Together, Chuck Bass and Blair Waldorf are one of the most recognizable TV couples for millennials. Throughout all six seasons of the CW show “Gossip Girl,” viewers saw their relationship hit major highs and crazy lows, saw them break up and get back together a hundred times over, and everyone generally got whiplash from watching them run toward and away from each other, depending on their mood or the situation or the day. It’s easy to mistake wanting a relationship that physically looks like Chuck and Blair’s (because really, we all want a BF like Chuck Bass) with wanting a relationship that is actually like Chuck and Blair’s.
— Alanakai (@alanakai99m) January 18, 2015
And yet, regardless of their tumultuous relationship with each other, everyone (really) insists that “finding a love like Chuck and Blair’s” is somehow the best possible thing that could happen. The problems that Chuck and Blair face in “Gossip Girl” are honest-to-God real issues, and while they gloss over them in the TV show for the sake of “true love,” the real world doesn’t work that way. Here are five of the biggest reasons Chuck and Blair are not #RelationshipGoals.
1. They had no stability.
Was there ever a time Chuck and Blair were together for more than, I don’t know, five episodes at a time? While they could always rely on each other for a good scheme or plot, there was never that underlying, healthy foundation of knowing they could call each other for anything at any time—usually because half time time they weren’t even together. More often than not, Chuck would turn to his drink or his bad habits, and Blair would turn to Serena or Dan or Nate or whoever. But were they turning to each other? Nope.
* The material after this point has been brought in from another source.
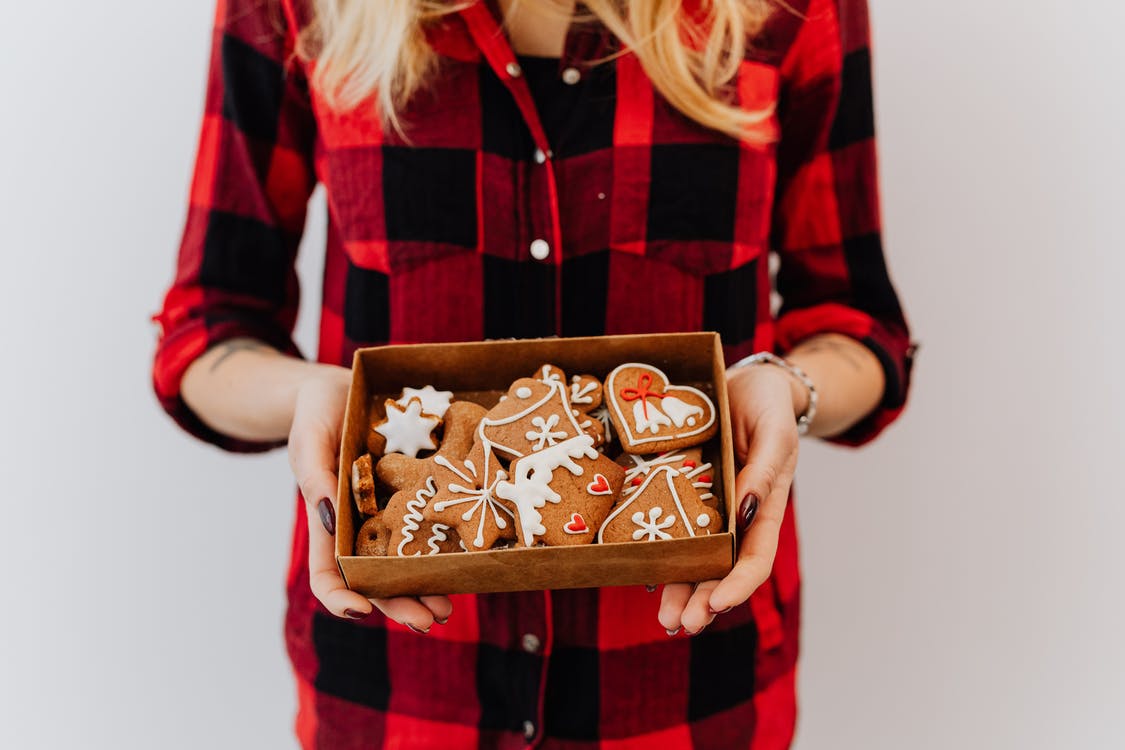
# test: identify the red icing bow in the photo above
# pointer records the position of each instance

2. They had too much drama.
Look, I get that “Gossip Girl” is, essentially, a soap opera. But if you would trade your girlfriend for a hotel, you might need to rethink your relationship. If, in order to deal with the pain of losing said girlfriend, you would put yourself in mortal danger by paying people to beat you up, you might need to rethink your relationship. If you so dislike the life you had with your girlfriend that you change your name and your life story after getting shot in Paris so as to avoid going back to it… you might need to rethink your relationship. If you have to get married hurriedly (to the tune of police sirens) because “spousal privilege” would keep Blair from having to testify that Chuck was on the rooftop from which his father fell to his death, you might need to rethink your relationship. (Also, remember that one time that Drunk Chuck shoved Pregnant Blair and then punched a glass window, giving Blair a cut on her face? Yeah… if your boyfriend does that, you might want to rethink your relationship.)
3. There was always an obstacle to overcome.
It was as if Chuck and Blair’s relationship couldn’t exist without something to battle. There’s excuse after excuse and promises that, once they overcome X or get past Y or through Z, they can be together. This is not to say that relationships won’t have issues. They will, and sometimes you’ll have to fight to keep what you have. That’s the nature of the game. But I read a story once that said that “love doesn’t have to be hard to be real, difficult to be worthwhile, sorrowful to be legendary.” If your relationship can’t exist without something to “fight for,” it might not be the best relationship, because what will you have left when you defeat all the demons?
4. They always think their issues with each other are situational.
The nature of having a stable relationship is knowing that, despite the ups and downs, you can count on the other person. But in Chuck and Blair’s case, the trials they face as a couple just pull them apart. The fact that Blair can’t trust Chuck isn’t only because he slept with Little J; it’s because she thinks Chuck isn’t trustworthy. The fact that Chuck can’t always respect Blair isn’t because just she’s constantly manipulating people; it’s because he thinks she is immature.
5. They allow grand gestures to make up for everything.
Everyone woman loves a grand gesture. But how many times does Chuck show up with macarons or peonies or jewelry to say he’s sorry for the myriad of things he’s done wrong? Blair flies to Monte-freaking-Carlo in a fancy dress to “fight for Chuck,” because he’s always fought for her. Somehow, every time, one grand gesture equals forgiveness for a bunch of really bad things. And then they just kind of go one with their lives, sweeping all the problems under the rug. It’s not healthy.
At the end of the day, it’s just not healthy to idolize two people who spend more time hating each other and coming up for excuses why they can’t be together than they do actually taking care of each other and building each other up. That’s not to say the two don’t love each other—in their own way, they do, which is why the final season ends with them married and parenting a kid. Perhaps the answer is sifting through the dramatics and pulling out the best parts of their relationship, like when they worked together to help their friends, or when Blair helped Chuck through his father’s death, but good, stable, healthy relationships don’t have to have theatrics. They just need unconditional, non-situational love—something Blair and Chuck didn’t always have.